Hosemann often tells the story of a low-wage working woman in Greenwood who died of cancer because she had no health insurance or available health monitoring.
It bothers him from both a moral and fiscal standpoint. No one’s bleeding heart liberal, Hosemann is a fiscal conservative who happens to believe taking a hard look at Medicaid in the poorest state in the union makes more fiscal sense than most realize.
Asked in 2022 about Medicaid expansion, Hosemann said: “What does that mean? What is the expansion of Medicaid? That is a lazy question. What you need to be thinking about is how we are going to cover people that are working in Mississippi that have catastrophic illnesses. That’s the real question.”

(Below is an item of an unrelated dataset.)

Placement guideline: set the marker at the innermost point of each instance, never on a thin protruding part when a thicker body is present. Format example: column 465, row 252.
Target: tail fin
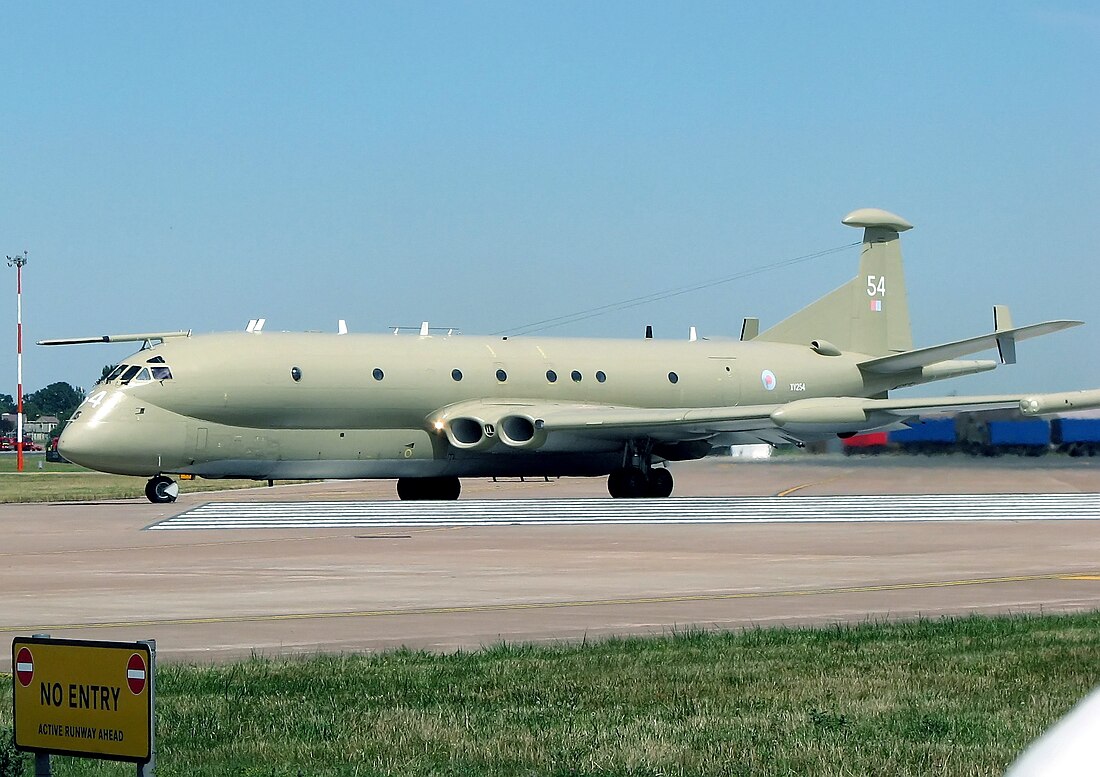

New House Speaker Pro Tempore Jason White, R-West, lives about 17 miles from the hospital in Kosciusko and about 20 miles from the hospital in Lexington. The state’s larger trauma hospitals are a long ambulance ride away from West in any direction. In other words, White understands the plight of rural hospitals, and like Hosemann, is willing to entertain substantive legislative discussions of solutions to those challenges.
What is also coming into focus is that any legislative solution will be aimed at providing health coverage for the working poor – people who hold jobs but don’t earn enough to afford health insurance. A work requirement will meet with strong opposition, but it appears to be one of the points necessary to get the Medicaid expansion question off-center in the state.
Public health care for Mississippi’s poor, working poor, uninsured or underinsured is an expense that will ultimately be borne by the taxpayers. The only real mystery is whether the lion’s share of those costs is paid by federal, state or local taxpayers or a combination of all three.
Mississippi taxpayers are helping to fund expanded Medicaid programs in 40 other states, the latest being North Carolina. But like taxpayers in fellow non-expansion states like Alabama, Florida, Georgia, Kansas, South Carolina, Tennessee, Texas, Wisconsin and Wyoming, Mississippians are unable to assist the working poor in our state and at the same time enhance the viability of struggling rural hospitals.
Despite the stereotypes and the longtime racial imprint that critics of Medicaid have fostered, in North Carolina the majority of the 273,000 new Medicaid enrollees there are white, female and 58 percent are under the age of 39.
Mississippi’s a long way from expanding Medicaid, but a Republican-led Legislature is initiating a serious conversation about what can be done to strengthen the state’s hospitals and better serve the state’s working poor. That conversation is long overdue in our state.